Reconnaître la complexité du processus de deuil
D’emblée, Déborah Ummel, professeure en psychologie spécialiste du deuil à l’Université de Sherbrooke, insiste sur la diversité des expériences du deuil. « Chaque personne le vit différemment, selon sa personnalité, ses expériences passées, sa culture et son environnement. »
Mme Ummel rappelle qu’il s’agit aussi d’un processus non linéaire qui alterne entre « des moments de perte et des moments de restauration ». Cette oscillation émotionnelle, bien que légitime, complique la manière dont on vit le deuil dans les milieux de travail, marqués par le maintien d’une certaine stabilité.
« C’est un véritable tremblement de terre, dont l’intensité dépend des relations tissées avec l’employé.e décédé.e », décrit-elle.
Lorsqu’un deuil frappe une équipe, les réactions sont rarement uniformes. Certain.e.s employé.e.s trouveront du réconfort dans un espace collectif d’échange, tandis que d’autres préfèreront traverser cette épreuve plus discrètement et se concentrer sur leurs tâches, insistent les expertes interrogées.
Au-delà de l’impact personnel, le décès d’un.e collègue provoque une onde de choc organisationnelle. Ce bouleversement soulève des enjeux administratifs et logistiques, comme la continuité des projets ou le sentiment de devoir rapidement remplacer un.e collègue, renforçant l’importance d’une approche humaine de la part de l’employeur et la plus transparente possible quant aux étapes à venir.
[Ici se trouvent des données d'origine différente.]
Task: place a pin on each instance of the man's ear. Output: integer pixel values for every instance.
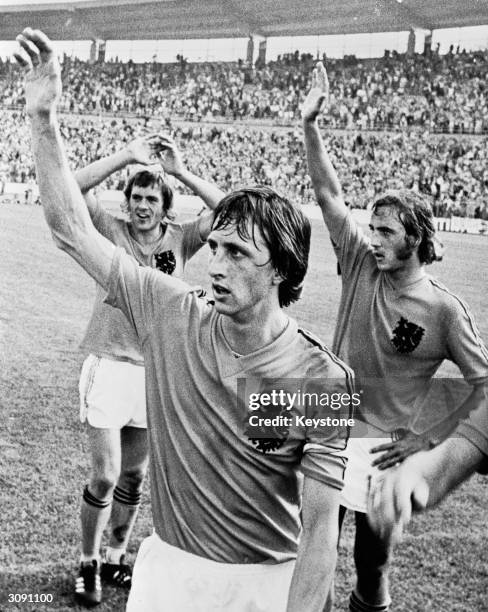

Congé lors d’un décès : ce que prévoit la Loi
Les travailleuses et travailleurs peuvent s’absenter du travail lors du décès et des funérailles d’une personne de leur entourage. Le congé doit être pris entre le moment du décès et les funérailles. Durant leur absence, leur lien d’emploi est protégé. »
Par contre, dans d’autres situations non prévues par la Loi (incluant pour les collègues et ami.e.s,), le personnel pourrait s’entendre avec son employeur pour s’absenter du travail à l’occasion d’un décès ou de funérailles.
Source : CNESST
Les gestionnaires face au deuil : un rôle clé
Les gestionnaires, souvent en première ligne lors de ces situations, doivent jongler entre leurs émotions et leur responsabilité d’apporter une aide concrète aux équipes.
Une gestion d’équipe basée sur l’empathie et l’acceptation
Vincent, un ancien gestionnaire dans une grande entreprise québécoise du secteur financier, partage son expérience : « lors de l’annonce du décès d’une collaboratrice proche, j’ai décidé de ne pas cacher mes émotions. J’ai toujours été connu pour être un gestionnaire humain, alors je n’ai pas utilisé de tactique différente cette fois-ci. »
Démontrer une authenticité et une sensibilité permet de créer un environnement où chacun.e se sent légitime dans ses ressentis, croit la spécialiste du deuil Christine Goyette. « La meilleure chose que l’on puisse offrir à une personne endeuillée, c’est de l’écouter sans juger ni chercher à minimiser ses émotions », ajoute-t-elle.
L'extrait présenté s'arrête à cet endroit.